It was clear from the beginning, even if only Léa had gained a reflection of that insight, that these people were meant to be together. Their paths might have been written across the duplicates of star-systems, all in homage to the Milky Way, but those constellations and star-signs were far above the earth. Not even Alexia, with her ‘far out’ style, owned a telescope to observe the motion of nature.
For their entire lives, Keith and Andrea remained the best of friends, alike in a good many ways, for Andrea had been correct when she had felt philial love for him, rightly identifying the actor of a brother she had never had until their supermarket meeting – and now they were brother and sister through marriage. No rule of cosmos to affirm or deny the statement, but they had been destined to bring this family together. Both Keith and Andrea, only children, had tuned in to the sorrow of the world, and subconsciously decided that it had to be changed by uniting a bunch of separate men and women.
Too, their companions managed to found themselves in more decent situations in their thirties. Alexia stayed utterly smitten with that true man, Darren, with whom she established both a nouveux clinic for mental disorders in her home city and an extensive family for whom the god-parents were, of course, Andrea and Lucas.

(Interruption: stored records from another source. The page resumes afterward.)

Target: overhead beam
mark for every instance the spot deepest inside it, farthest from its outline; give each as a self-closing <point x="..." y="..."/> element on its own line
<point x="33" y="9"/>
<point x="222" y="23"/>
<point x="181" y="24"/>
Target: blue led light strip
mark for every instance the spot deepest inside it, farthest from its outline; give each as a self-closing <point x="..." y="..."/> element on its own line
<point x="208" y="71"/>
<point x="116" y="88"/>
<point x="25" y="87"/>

Harry had been determined to be a free man for his entire life, but one day came across a Physics professor who challenged him philosophically, universally, and romantically. It was in meeting her that Harry realised that he could fall in love with wit as well as well-formed whims. Thus, his second marriage was grounded on stronger terms that his first.
Although Keith lost contact with his companion for a while after he took a different job in the economics department of Léa’s publishing company and moved counties, his wife managed to convince him to find the changed man. Keith did so and their friendship could not have been the better for it; although Harry still enjoyed a men’s night out and a pint, Keith was not one to stop him, having developed a sense of what it was to have a bit more liveliness in his life.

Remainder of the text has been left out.